Every year 2.4 million people in the world are diagnosed with epilepsy and approximately 25% of them respond poorly to drug treatment. Selected patients are offered the opportunity to improve seizure control through a surgical procedure, with overall improvement of quality of life which is is strictly dependent on the level of seizure-freedom after surgery. A good delineation of the seizure-onset zone (SOZ), which is the area responsible for the generation of the seizures, relies on the discovery of specific biomarkers of seizure propensity of specific brain regions; among them, high-frequency oscillations (HFOs) measured in intracranial electroencephalogram (iEEG) have gained much attention in the last years due to their strict correlation to the SOZ.
The EPINET project aimed at developing a better understanding of the role of HFOs in the generation of seizure and at designing tools and algorithms for a better identification of the SOZ in patients affected by drug-resistant epilepsy. Three research objectives (RO) were identified: to develop quantitative methods for the automated detection of intracranial and extracranial HFOs; to develop a reliable and robust set of methodologies for the totally non-invasive recognition of HFOs; to evaluate the role of brain oscillations in the high frequency range to delineate the epileptogenic zone.
At the end of the project the three ROs were fully achieved with the development of a complete set of routines and algorithms, named EPINETLAB, for the detection of HFOs and the identification of the SOZ. The tool, freely available upon request, is intended to support clinicians in the presurgical work-up, being user-friendly and fully documented in each single part. Moreover, a database of iEEG data from 60 patients, collected over three different European centres and of MEG data from 13 paediatric patients, collected at the Birmingham Children’s Hospital (BCH), allowed a robust validation of the implemented algorithms both with invasive and non-invasive recording technique, which was another aim of the project.

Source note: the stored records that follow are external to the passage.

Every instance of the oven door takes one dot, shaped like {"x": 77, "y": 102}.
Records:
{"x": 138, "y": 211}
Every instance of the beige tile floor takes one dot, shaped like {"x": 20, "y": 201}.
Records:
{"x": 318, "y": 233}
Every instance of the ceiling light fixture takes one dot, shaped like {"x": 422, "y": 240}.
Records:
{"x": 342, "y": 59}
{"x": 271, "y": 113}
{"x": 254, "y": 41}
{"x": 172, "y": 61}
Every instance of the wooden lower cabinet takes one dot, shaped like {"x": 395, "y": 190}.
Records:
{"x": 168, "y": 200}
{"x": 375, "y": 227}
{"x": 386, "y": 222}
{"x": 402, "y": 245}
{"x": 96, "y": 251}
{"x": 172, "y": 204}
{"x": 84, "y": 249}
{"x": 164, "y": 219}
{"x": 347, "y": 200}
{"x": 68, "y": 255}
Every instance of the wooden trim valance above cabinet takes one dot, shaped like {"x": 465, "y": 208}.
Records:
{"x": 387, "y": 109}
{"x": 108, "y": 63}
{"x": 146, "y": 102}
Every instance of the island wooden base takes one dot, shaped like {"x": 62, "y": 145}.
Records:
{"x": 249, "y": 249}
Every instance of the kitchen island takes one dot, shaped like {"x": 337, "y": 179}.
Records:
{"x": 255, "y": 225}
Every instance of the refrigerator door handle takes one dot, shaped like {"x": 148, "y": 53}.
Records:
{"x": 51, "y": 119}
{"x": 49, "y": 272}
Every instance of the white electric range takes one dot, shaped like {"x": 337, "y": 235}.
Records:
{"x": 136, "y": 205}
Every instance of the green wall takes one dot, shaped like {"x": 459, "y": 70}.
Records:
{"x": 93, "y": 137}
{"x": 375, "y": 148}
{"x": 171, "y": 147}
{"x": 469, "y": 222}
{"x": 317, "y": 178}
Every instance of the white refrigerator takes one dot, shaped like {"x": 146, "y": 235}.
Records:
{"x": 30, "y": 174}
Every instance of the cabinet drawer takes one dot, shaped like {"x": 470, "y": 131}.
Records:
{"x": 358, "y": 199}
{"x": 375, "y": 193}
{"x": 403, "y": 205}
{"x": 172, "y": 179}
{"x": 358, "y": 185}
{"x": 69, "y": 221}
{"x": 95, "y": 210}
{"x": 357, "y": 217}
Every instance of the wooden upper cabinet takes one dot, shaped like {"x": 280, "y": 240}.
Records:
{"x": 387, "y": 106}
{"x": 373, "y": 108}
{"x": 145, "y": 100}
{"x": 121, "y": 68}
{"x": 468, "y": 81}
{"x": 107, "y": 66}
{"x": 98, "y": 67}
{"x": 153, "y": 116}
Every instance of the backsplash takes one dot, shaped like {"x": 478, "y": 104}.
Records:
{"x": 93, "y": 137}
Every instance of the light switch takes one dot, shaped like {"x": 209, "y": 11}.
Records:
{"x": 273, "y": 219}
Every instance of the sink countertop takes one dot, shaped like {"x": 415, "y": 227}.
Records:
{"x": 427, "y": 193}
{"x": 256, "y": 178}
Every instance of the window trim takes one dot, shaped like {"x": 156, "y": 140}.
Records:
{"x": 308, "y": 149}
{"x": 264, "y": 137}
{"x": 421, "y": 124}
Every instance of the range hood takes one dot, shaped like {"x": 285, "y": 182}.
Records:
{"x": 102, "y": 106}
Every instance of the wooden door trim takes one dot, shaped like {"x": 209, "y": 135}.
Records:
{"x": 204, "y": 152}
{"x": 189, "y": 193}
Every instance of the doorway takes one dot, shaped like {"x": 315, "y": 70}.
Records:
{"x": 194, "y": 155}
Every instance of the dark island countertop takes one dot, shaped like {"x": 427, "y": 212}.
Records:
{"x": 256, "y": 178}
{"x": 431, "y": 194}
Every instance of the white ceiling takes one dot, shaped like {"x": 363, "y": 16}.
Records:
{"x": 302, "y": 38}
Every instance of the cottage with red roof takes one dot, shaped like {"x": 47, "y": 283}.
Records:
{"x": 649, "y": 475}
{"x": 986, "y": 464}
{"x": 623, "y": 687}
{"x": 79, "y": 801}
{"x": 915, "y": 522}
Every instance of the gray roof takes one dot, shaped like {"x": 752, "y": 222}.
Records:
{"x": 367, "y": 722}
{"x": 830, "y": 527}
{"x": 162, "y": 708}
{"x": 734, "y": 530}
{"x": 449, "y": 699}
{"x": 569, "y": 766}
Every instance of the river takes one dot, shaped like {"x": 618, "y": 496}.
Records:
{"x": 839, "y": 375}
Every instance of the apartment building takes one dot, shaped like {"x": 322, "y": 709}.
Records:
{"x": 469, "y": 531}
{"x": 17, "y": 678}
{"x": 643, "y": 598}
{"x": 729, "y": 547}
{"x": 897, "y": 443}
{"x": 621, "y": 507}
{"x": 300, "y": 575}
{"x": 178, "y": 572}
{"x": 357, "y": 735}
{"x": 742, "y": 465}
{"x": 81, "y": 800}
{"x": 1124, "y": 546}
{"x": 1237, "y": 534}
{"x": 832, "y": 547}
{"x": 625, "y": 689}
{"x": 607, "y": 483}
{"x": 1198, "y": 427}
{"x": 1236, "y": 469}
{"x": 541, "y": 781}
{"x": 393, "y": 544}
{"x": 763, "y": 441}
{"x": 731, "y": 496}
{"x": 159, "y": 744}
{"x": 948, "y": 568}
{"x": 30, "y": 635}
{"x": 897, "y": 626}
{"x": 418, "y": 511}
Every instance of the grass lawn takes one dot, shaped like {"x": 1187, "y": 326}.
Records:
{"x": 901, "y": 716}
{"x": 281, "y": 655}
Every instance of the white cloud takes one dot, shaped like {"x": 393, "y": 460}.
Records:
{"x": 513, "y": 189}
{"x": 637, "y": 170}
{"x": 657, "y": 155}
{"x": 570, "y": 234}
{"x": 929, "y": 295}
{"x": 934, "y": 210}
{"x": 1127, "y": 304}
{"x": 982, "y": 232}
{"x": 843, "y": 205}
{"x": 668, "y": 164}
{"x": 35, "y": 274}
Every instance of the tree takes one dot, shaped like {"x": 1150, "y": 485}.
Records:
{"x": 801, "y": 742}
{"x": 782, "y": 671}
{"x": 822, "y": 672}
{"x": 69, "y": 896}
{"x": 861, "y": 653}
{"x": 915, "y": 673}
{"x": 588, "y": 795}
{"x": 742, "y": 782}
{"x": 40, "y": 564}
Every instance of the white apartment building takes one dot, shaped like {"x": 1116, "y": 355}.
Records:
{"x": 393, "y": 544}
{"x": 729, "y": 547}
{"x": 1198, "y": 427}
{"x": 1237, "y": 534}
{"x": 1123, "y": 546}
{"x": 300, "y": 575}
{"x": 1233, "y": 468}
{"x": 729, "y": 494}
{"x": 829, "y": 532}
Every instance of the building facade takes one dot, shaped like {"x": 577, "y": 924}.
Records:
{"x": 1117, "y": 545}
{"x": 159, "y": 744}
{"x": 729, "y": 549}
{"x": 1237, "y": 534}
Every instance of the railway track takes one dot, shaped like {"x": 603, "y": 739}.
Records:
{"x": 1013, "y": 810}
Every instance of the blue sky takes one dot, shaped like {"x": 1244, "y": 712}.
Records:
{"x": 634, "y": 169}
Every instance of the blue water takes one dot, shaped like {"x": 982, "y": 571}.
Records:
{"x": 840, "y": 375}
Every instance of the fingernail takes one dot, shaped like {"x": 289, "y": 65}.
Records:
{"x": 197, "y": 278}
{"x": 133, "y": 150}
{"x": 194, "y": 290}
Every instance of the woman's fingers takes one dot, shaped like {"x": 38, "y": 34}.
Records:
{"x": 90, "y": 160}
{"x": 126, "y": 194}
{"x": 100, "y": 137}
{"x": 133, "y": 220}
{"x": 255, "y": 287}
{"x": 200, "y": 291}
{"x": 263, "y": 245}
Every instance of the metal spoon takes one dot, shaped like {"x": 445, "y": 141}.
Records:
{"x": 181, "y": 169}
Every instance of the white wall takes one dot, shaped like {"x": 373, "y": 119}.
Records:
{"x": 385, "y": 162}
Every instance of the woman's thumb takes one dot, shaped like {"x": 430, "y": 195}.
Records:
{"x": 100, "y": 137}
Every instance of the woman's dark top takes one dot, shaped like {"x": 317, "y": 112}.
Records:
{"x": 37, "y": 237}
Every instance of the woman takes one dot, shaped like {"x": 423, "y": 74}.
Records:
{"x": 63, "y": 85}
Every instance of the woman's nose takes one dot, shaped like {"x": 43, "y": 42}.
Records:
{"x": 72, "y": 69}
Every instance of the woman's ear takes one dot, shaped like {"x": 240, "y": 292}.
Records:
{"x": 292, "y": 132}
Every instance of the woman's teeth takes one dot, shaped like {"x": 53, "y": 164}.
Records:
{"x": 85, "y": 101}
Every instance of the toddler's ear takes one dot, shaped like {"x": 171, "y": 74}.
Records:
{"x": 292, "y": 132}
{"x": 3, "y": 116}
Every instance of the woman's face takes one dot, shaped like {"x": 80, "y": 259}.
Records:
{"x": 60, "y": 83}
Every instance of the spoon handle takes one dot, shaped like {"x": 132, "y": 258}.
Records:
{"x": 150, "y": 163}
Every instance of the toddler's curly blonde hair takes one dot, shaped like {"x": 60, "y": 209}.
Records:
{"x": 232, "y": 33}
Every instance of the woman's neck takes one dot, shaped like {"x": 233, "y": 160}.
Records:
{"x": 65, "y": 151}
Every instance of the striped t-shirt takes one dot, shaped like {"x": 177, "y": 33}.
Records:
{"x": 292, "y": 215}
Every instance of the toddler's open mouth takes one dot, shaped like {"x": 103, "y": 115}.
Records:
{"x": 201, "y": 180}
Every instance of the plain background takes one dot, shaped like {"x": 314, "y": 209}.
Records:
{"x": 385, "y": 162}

EPINET allowed the fellow to become an independent computational neuroscientist, thanks to the highly multidisciplinary nature of the activities and the expertise of the Aston University/BCH research teams and to the secondment at Micromed, an French company whose R&D unit is in Italy with a 30-year track record of development and commercialization of solutions for neurophysiology.
The fellow developed knowledge of the ethical and practical standard to which all clinical research is conducted, thanks to the collaboration with the BCH and the Aston Brain Centre, which provided her with the skills needed to understand how a clinical protocol is conducted and to run one on her own. Moreover the fellow acquired training in ethics, safety, data protection and intellectual property, very important features for the process of becoming an independent scientist. And she improved her networking background and her exposure to the epilepsy scientific community, thanks to the collaboration with different European centres and to the attendance to many national and international epilepsy-related congresses.